This Sunday coming – 28th January is Leprosy awareness day. When I was researching this all I could think about was the fact that we use the word leper as a way to describe an outcast, someone people taunt and make fun of.

Children and young people who’ve experienced early trauma often feel like ‘lepers’. They may identify with the feeling of being an outcast, different to others and somehow abnormal.

My family and I went to see The Greatest Showman at the cinema a few weeks ago and I have to say it’s the best film I’ve seen in a while. Whether you like musicals or not, whether the story of Barnum and the circus is accurate, the message of the film is powerful.

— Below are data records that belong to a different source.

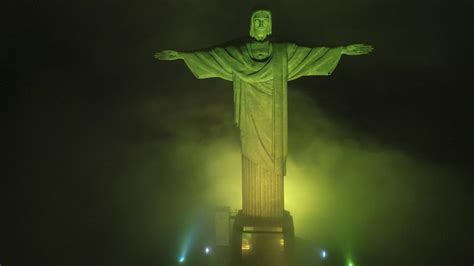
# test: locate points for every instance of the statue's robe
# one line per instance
(260, 102)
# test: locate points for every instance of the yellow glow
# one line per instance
(245, 244)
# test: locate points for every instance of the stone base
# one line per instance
(262, 241)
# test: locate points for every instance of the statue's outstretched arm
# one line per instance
(168, 55)
(357, 49)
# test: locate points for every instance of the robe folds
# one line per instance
(260, 109)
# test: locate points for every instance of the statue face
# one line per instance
(261, 24)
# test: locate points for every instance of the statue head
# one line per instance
(261, 24)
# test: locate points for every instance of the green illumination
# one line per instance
(259, 71)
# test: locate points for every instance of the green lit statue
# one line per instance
(260, 71)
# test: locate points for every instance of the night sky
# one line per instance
(113, 157)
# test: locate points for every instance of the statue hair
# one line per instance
(269, 13)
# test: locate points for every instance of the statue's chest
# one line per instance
(260, 51)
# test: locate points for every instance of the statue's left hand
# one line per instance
(357, 49)
(168, 55)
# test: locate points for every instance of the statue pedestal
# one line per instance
(262, 241)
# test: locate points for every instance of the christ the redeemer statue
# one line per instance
(260, 71)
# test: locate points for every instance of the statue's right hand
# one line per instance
(167, 55)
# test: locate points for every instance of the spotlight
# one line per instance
(323, 254)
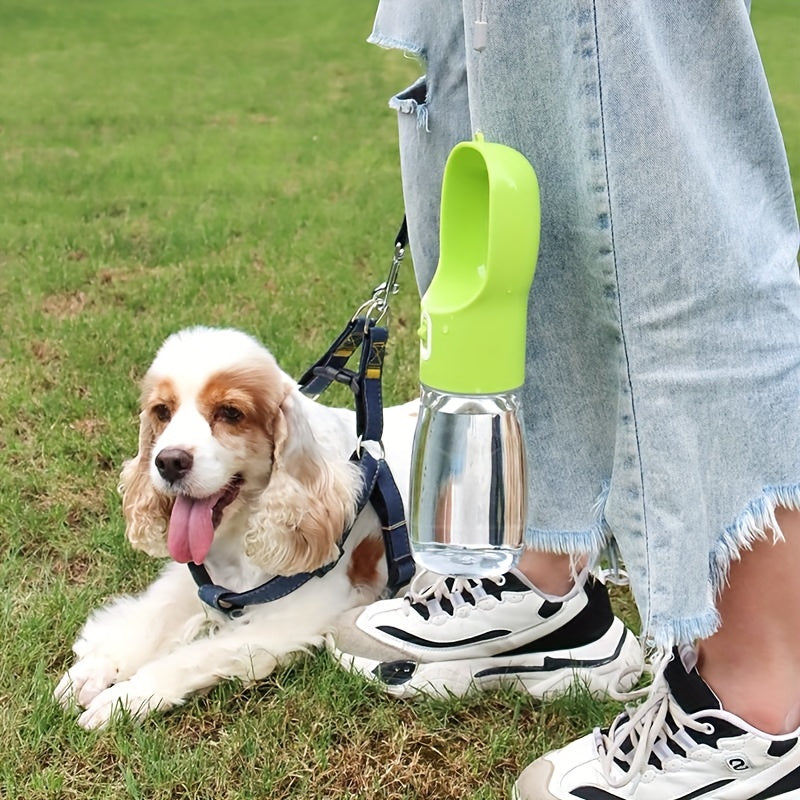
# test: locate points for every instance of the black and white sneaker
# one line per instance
(449, 635)
(678, 744)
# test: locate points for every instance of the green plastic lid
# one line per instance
(474, 312)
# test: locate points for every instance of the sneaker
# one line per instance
(449, 635)
(678, 744)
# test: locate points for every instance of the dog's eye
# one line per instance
(229, 414)
(162, 412)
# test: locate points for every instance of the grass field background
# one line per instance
(165, 164)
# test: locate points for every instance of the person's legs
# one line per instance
(536, 626)
(752, 662)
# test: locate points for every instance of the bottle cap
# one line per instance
(474, 313)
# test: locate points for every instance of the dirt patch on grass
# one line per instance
(65, 305)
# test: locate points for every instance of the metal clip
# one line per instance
(377, 307)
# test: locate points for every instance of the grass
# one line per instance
(165, 164)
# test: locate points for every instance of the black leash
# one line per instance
(378, 486)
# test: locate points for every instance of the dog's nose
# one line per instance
(173, 463)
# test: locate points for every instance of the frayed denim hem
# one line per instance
(755, 523)
(750, 526)
(665, 633)
(390, 43)
(591, 542)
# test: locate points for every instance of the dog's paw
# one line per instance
(85, 681)
(133, 697)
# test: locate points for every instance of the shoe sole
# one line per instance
(604, 666)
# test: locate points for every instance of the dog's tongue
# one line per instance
(191, 529)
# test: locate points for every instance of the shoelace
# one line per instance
(645, 728)
(429, 590)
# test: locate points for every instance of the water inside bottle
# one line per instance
(467, 507)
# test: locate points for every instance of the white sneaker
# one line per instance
(449, 635)
(678, 744)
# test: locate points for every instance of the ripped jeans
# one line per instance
(662, 396)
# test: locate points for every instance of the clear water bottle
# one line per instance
(467, 507)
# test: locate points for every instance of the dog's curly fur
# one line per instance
(218, 399)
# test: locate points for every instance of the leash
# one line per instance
(378, 486)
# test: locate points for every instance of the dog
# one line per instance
(238, 471)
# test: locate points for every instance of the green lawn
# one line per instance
(171, 163)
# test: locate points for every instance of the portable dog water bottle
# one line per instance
(467, 508)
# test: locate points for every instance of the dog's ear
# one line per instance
(309, 500)
(146, 512)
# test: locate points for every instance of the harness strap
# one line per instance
(330, 366)
(233, 603)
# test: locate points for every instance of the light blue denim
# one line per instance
(662, 397)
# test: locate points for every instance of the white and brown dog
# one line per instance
(240, 472)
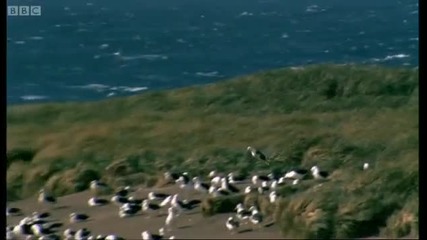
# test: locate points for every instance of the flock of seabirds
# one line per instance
(39, 226)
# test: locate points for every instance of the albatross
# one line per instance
(257, 154)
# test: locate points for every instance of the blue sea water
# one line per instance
(94, 49)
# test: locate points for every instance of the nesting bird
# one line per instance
(119, 200)
(272, 196)
(232, 178)
(128, 209)
(264, 188)
(13, 211)
(82, 234)
(232, 224)
(242, 213)
(256, 178)
(78, 217)
(249, 189)
(96, 202)
(317, 174)
(146, 235)
(157, 196)
(365, 166)
(256, 217)
(257, 154)
(45, 198)
(298, 173)
(200, 186)
(97, 186)
(170, 219)
(149, 207)
(227, 186)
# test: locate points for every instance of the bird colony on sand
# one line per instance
(40, 226)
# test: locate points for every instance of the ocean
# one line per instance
(97, 49)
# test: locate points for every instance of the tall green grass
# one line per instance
(336, 117)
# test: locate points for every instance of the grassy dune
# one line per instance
(336, 117)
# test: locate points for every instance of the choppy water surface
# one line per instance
(88, 50)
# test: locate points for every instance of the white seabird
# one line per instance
(123, 191)
(96, 202)
(69, 233)
(276, 183)
(112, 237)
(13, 211)
(263, 178)
(119, 200)
(212, 174)
(365, 166)
(249, 189)
(317, 174)
(82, 234)
(298, 173)
(127, 210)
(146, 235)
(235, 179)
(242, 213)
(257, 154)
(97, 185)
(78, 217)
(170, 219)
(232, 224)
(45, 198)
(273, 197)
(256, 217)
(200, 186)
(157, 196)
(227, 186)
(216, 181)
(264, 188)
(216, 192)
(149, 207)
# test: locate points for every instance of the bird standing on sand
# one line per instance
(157, 196)
(200, 186)
(256, 217)
(45, 198)
(232, 224)
(78, 217)
(272, 197)
(241, 213)
(170, 219)
(13, 211)
(298, 173)
(317, 174)
(96, 202)
(365, 166)
(257, 154)
(97, 186)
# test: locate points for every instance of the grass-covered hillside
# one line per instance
(336, 117)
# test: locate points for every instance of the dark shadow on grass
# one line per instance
(269, 225)
(60, 207)
(245, 230)
(184, 227)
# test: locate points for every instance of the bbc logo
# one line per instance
(24, 10)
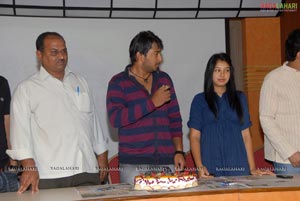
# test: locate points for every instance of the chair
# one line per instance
(114, 172)
(260, 161)
(189, 163)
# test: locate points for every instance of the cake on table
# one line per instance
(163, 181)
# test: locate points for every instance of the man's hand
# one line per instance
(295, 159)
(161, 96)
(30, 176)
(179, 162)
(103, 166)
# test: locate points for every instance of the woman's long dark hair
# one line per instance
(209, 91)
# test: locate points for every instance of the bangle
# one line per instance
(179, 152)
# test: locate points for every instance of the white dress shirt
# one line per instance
(279, 110)
(55, 123)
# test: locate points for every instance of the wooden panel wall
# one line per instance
(261, 53)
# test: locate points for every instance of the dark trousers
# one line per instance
(82, 179)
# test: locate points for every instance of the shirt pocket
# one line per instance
(83, 102)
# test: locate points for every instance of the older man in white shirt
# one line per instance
(55, 132)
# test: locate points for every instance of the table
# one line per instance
(244, 188)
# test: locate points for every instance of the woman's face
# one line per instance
(221, 74)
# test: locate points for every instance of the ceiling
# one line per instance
(138, 9)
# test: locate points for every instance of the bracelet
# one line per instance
(179, 152)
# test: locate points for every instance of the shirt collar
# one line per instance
(43, 74)
(290, 69)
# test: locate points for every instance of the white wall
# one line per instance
(98, 49)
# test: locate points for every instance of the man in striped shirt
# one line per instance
(280, 110)
(142, 104)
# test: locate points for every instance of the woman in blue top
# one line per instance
(219, 124)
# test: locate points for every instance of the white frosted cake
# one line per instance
(161, 181)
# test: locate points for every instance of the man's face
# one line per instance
(54, 56)
(153, 58)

We can all feel ashamed of who we are, how we look, what family we might come from. In the film it touches on belonging, identity, inclusion and family. All subjects my children completely identify with.

What surprised me was the depth of feeling all my three teenagers felt for this film. The music has been played constantly in our house and my teenage boys show real emotion when talking about the message of acceptance.

There are so many ways we can help young people to work through their challenges. Media seems to be such a powerful medium and one that we can use to give young people permission to talk about their own fears and also demonstrate ways of dealing with those difficulties.

One of the songs stood out to us. It’s a big song in the film when the bearded lady comes forward and sings about the injustice of exclusion and the group of social outcasts band together to show they will not be ground down by prejudice.

Here’s a video of that number – This is Me.

This week let’s think of ways we can be more accepting of others and pay attention to the cries of help from the children and young people around us. I remember my daughter in Secondary School was sometimes dismissed when she complained about being picked on for being adopted. How can we encourage children to be more accepting of each other and show children that we will keep them safe?